Après neuf mois donc, on ne peut pas dire que le bilan de ces milliers de sanctions soit très positif. La guerre se poursuit et le conflit ne donne aucun signe de résolution à l’approche d’un hiver qui sera sans aucun doute atroce en Ukraine et dans toute l’Europe. Il faudra voir si certaines des mesures adoptées, mais pas encore mises en vigueur, changeront la donne. L’application de plusieurs sanctions a été décalée dans le temps pour permettre aux pays qui subissent les contrecoups de se préparer.

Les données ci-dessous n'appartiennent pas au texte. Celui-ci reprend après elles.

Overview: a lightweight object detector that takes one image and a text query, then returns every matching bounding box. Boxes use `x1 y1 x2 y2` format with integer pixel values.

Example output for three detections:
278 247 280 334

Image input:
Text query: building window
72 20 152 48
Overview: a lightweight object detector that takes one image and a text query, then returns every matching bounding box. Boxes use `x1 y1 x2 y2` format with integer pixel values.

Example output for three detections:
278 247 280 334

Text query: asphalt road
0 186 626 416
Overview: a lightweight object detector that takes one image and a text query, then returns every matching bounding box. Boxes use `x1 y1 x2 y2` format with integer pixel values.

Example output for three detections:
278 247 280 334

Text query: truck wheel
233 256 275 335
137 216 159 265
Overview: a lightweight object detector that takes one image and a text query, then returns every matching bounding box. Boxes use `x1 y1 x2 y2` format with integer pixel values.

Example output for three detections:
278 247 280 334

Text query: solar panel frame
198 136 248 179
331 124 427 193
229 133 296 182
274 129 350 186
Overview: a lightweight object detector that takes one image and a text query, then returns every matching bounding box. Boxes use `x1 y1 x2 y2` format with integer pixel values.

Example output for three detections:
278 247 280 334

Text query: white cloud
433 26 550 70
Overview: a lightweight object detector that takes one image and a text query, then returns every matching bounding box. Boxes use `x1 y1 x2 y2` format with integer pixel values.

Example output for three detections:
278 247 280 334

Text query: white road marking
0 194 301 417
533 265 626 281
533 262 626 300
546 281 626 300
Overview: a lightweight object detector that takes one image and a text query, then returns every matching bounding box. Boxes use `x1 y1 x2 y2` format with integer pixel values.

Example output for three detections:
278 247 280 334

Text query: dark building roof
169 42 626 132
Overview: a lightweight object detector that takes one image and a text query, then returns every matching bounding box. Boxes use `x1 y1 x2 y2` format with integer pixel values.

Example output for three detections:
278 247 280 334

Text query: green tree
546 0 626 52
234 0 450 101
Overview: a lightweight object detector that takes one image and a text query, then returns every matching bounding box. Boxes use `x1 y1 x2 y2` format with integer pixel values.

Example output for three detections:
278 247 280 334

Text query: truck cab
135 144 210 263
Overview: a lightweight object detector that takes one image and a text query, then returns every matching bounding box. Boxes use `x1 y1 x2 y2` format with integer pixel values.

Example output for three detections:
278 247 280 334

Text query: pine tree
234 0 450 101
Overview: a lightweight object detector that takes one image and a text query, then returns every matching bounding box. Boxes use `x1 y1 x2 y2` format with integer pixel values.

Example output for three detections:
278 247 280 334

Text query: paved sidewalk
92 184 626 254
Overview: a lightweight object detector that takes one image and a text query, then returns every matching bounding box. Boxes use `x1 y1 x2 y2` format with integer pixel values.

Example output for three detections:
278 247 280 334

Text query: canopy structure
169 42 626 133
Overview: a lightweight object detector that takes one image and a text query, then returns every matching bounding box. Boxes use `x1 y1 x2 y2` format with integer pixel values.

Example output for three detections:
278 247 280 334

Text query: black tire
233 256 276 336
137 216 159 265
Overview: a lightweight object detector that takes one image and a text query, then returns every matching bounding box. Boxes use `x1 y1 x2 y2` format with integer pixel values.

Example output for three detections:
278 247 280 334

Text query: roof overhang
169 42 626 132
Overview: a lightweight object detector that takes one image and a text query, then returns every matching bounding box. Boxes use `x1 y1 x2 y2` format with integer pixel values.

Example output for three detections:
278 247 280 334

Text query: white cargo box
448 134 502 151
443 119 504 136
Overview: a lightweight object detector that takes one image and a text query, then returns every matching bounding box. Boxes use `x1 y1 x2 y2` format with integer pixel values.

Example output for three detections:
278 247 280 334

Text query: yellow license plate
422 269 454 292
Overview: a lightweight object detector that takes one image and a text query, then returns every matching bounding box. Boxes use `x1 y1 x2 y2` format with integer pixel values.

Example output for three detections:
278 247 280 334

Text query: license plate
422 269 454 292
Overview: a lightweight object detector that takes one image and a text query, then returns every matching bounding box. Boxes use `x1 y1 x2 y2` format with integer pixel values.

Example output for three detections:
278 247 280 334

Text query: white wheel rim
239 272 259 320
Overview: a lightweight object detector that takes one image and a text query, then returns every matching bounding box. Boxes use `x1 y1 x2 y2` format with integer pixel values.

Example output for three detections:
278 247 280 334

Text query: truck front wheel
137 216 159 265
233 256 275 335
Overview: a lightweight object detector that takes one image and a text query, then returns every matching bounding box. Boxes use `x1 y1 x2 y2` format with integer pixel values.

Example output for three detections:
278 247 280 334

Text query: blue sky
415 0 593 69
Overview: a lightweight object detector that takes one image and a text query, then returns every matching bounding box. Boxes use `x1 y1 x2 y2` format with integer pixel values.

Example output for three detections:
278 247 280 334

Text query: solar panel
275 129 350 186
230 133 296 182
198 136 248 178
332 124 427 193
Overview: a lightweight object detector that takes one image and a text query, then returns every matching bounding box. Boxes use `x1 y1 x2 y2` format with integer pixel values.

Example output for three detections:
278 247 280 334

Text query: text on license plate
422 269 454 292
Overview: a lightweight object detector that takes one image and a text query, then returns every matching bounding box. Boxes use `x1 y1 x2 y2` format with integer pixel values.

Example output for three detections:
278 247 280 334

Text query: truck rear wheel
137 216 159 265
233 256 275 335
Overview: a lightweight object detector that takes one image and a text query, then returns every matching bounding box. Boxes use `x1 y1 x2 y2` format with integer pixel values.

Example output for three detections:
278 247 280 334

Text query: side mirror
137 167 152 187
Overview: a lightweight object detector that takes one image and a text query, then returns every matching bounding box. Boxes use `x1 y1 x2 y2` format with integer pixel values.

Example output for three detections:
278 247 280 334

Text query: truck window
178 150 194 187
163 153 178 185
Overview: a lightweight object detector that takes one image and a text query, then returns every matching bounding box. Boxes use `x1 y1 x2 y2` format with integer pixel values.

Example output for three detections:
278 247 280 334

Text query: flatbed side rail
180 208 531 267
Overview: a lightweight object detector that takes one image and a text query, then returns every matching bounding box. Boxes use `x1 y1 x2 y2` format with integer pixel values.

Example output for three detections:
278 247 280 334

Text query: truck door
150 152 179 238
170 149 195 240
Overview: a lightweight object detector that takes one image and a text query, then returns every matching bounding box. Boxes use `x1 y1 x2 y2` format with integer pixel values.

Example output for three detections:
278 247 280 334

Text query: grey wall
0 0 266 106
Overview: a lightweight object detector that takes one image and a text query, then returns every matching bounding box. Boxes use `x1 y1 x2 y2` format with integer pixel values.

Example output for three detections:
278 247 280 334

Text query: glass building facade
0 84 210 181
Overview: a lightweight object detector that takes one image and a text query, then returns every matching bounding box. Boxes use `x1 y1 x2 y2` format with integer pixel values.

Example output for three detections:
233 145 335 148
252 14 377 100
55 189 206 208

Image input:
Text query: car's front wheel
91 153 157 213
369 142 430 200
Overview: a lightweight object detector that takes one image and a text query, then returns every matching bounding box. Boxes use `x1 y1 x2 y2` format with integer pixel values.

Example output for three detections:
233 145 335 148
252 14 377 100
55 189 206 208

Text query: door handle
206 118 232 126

Ainsi, l’Union européenne a décidé d’interdire l’achat de pétrole russe, mais cette interdiction n’est pas encore en vigueur. Celle-ci le sera à la fin de l’année et devrait creuser un trou profond dans les finances russes.

Mais il faudra peut-être aller encore plus loin pour empêcher la Russie de financer sa guerre en vendant son pétrole et son gaz naturel à d’autres pays. Les moyens qui restent sont limités et, surtout, ils divisent profondément les pays alliés contre la Russie.

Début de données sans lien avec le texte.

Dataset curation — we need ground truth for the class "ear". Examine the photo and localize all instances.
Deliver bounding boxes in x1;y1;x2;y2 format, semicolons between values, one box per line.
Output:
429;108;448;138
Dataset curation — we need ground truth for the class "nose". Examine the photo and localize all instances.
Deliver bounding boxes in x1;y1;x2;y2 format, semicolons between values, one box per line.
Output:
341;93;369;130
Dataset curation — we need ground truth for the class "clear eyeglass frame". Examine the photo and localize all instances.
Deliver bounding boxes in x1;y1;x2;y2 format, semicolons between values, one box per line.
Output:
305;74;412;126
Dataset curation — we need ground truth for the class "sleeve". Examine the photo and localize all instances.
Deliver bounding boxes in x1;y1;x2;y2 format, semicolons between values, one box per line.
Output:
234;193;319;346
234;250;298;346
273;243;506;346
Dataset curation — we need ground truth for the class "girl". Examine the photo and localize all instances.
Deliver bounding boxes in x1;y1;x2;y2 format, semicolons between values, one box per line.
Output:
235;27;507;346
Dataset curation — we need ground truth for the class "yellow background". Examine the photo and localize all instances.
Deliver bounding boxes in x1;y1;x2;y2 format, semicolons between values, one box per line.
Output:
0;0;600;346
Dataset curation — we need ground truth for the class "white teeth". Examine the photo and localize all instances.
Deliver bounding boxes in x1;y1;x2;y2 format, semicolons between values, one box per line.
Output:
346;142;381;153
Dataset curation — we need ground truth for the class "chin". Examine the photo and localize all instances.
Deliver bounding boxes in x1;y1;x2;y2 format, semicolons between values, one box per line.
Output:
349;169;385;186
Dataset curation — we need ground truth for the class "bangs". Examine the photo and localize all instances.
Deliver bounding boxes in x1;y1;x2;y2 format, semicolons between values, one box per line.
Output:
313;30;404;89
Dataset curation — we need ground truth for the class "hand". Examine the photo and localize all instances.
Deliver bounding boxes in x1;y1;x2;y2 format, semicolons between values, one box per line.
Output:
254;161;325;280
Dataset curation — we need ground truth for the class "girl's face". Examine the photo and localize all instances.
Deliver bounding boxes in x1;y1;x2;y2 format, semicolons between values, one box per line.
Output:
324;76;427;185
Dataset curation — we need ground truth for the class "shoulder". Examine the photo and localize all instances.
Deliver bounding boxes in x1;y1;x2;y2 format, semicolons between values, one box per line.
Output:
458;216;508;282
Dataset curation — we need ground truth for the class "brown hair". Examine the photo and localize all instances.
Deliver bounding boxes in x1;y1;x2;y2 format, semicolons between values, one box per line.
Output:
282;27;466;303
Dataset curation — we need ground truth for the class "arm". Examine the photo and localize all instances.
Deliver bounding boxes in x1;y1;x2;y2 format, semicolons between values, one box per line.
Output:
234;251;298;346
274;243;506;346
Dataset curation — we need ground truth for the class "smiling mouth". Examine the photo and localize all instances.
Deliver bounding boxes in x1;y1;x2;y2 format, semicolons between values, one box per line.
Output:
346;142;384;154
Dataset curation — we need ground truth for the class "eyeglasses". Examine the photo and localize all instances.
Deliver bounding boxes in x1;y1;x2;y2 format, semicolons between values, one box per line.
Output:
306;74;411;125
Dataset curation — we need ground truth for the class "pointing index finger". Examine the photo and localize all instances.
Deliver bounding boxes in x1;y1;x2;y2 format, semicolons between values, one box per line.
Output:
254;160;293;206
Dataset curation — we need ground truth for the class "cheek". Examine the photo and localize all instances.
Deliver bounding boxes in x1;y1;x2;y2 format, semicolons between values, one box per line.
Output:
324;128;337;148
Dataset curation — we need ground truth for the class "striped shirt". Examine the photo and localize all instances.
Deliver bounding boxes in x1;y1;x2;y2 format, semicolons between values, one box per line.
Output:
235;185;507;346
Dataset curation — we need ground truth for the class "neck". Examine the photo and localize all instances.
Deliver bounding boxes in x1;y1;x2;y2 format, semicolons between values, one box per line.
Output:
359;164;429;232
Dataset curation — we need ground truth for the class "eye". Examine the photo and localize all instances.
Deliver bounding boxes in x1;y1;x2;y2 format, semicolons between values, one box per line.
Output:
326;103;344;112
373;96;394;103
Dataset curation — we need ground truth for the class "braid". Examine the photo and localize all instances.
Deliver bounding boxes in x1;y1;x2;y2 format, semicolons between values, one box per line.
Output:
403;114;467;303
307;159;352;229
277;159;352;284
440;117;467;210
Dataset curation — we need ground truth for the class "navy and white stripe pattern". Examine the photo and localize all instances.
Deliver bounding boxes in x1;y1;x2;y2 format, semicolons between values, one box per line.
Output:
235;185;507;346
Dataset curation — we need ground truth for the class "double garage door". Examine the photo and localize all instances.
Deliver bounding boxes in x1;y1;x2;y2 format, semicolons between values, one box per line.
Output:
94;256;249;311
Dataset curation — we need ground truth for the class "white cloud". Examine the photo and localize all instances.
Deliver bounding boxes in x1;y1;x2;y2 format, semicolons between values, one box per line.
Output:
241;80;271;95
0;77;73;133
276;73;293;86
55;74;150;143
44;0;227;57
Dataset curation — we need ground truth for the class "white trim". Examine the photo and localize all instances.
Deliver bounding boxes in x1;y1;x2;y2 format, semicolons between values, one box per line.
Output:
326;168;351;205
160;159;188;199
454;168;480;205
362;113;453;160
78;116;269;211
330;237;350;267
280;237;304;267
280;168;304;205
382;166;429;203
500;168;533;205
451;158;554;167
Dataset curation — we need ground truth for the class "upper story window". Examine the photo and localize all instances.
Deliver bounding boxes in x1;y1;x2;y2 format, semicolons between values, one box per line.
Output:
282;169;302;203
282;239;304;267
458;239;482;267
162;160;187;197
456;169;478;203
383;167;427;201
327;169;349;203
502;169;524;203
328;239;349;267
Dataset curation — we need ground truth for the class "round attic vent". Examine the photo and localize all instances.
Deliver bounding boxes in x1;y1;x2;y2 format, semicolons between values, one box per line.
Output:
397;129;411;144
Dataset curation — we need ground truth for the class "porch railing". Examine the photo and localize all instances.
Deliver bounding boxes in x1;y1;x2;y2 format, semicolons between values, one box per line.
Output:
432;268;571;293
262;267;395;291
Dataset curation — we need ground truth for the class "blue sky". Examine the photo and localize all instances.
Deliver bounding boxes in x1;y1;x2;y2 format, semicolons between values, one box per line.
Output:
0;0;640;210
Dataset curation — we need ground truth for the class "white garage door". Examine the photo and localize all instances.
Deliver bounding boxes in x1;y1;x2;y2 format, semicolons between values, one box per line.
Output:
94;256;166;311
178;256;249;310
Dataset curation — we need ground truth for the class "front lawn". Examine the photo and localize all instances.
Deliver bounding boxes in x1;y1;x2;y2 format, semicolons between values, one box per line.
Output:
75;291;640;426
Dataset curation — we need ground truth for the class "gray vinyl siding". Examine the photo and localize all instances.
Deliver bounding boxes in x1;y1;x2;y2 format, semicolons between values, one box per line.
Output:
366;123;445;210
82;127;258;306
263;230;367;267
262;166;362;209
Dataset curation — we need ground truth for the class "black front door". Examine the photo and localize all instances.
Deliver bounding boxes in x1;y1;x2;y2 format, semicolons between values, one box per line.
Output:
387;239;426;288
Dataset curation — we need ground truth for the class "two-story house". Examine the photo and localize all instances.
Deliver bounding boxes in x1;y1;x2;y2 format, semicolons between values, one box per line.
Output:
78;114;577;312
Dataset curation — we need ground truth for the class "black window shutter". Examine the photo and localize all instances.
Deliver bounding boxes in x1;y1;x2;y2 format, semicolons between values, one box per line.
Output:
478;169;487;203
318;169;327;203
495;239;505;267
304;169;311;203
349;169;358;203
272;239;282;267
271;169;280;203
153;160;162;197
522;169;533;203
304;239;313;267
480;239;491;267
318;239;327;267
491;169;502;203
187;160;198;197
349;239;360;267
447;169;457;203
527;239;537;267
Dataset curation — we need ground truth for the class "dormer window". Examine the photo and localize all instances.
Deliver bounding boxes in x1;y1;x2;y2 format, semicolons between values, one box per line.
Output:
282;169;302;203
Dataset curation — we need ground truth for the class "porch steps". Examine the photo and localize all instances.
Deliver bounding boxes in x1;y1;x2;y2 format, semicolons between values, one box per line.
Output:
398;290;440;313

Par exemple, l’Europe et le Royaume-Uni se sont entendus pour empêcher les assureurs et les réassureurs européens d’assurer les navires qui transportent du pétrole russe vers les pays encore prêts à en acheter. Sans assurance pour couvrir leurs activités, les transporteurs maritimes hésiteront à aider les Russes à maintenir leurs exportations. Cette mesure, qui devrait entrer en vigueur le 5 décembre, inquiète certains pays, dont les États-Unis, qui craignent qu’elle provoque le chaos dans le marché pétrolier. Ils ont réussi à en atténuer l’impact. Un plafond au prix du pétrole a été suggéré, pour que seulement le pétrole vendu à un prix inférieur à ce prix plafond puisse voyager dans des cargos assurés, ce qui réduirait les revenus que les Russes peuvent en retirer.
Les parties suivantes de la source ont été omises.